A Quiet Force Behind Innovation
Date: Thursday , July 02, 2009
The death of Rajeev Motwani, the Indian-American Computer Science Professor at Stanford University who mentored Google’s co-founders Larry Page and Sergey Brin when they were graduate students, has sent to oblivion a genius, who contributed immensely to researches in theoretical computer science. Shockingly, Motwani died in a swimming pool accident at his home in Atherton, California on June 7th.
One can say, Motwani, 47, was a quiet force behind innovation in Silicon Valley. He always brought together entrepreneurs from the Indian community, graduate students from Stanford and venture capitalists from Sand Hill Road to give birth to innovative ideas and implement them. Apart from mentoring sitting on the board of Google, Motwani served as an advisor and supporter of online payment firm PayPal, and played the role of a special advisor to Sequoia Capital. He was an avid angel investor and had funded a number of successful startups to emerge from Stanford. He had also served on the boards of Kaboodle, Mimosa Systems, Adchemy, Baynote, Vuclip, NeoPath Networks – which was later acquired by Cisco Systems in 2007, Tapulous and Stanford Student Enterprises. He was active in the Business Association of Stanford Entrepeneurial Students (BASES). As a Stanford professor, he also served as Director of Graduate Studies for the Computer Science Department.

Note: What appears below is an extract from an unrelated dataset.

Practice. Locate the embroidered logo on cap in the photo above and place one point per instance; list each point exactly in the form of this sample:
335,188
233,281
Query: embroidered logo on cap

At Stanford University, Motwani’s research works basically encompassed such concepts as data privacy, web search, robotics, and computational drug design. He developed methods for searching almost infinite archives of data by randomly selecting subsets of the data. Prior to his involvement with Google, Motwani founded the Mining Data at Stanford project (MIDAS), an organization focusing on exploration of new and innovative data management concepts. His expertise in this field, which is the basis for much of modern Internet commerce and the operation of search engines, endeared him to the founders of Google. Along with Larry Page, Sergey Brin and Terry Winograd, he had co-authored an influential early paper on the PageRank algorithm, the basis for Google’s search techniques and another search paper titled ‘What Can You Do With A Web In Your Pocket’.
Motwani has left a mark in the publishing industry too. He co-authored two widely used theoretical computer science textbooks, Randomized Algorithms; and Introduction to Automata Theory, Languages, and Computation. He had also served on the editorial boards of SIAM Journal on Computing, Journal of Computer and System Sciences, ACM Transactions on Knowledge Discovery from Data, and IEEE Transactions on Knowledge and Data Engineering. Motwani was a winner of several prestigious awards including the Godel Prize in 2001, Okawa Foundation Research Award, Arthur Sloan Research Fellowship, National Young Investigator Award from the National Science Foundation, Distinguished Alumnus Award from IIT Kanpur, Bergmann Memorial Award from the US-Israel Bi-National Science Foundation and IBM Faculty Award.
Born on March 26, 1962, in Jammu, Motwani grew up in New Delhi, completed his B.Tech in Computer Science from the Indian Institute of Technology, Kanpur in 1983, and got his Ph.D. in Computer Science from U.C. Berkeley in 1988 under the supervision of Richard Karp. Motwani is survived by his wife Asha Jadeja and daughters Naitri and Anya.
Google cofounder Sergey Brin wrote in his blog, “Officially, Rajeev was not my advisor, and yet he played just as big a role in my research, education, and professional development. In addition to being a brilliant computer scientist, Rajeev was a very kind and amicable person and his door was always open. No matter what was going on with my life or work, I could always stop by his office for an interesting conversation and a friendly smile.”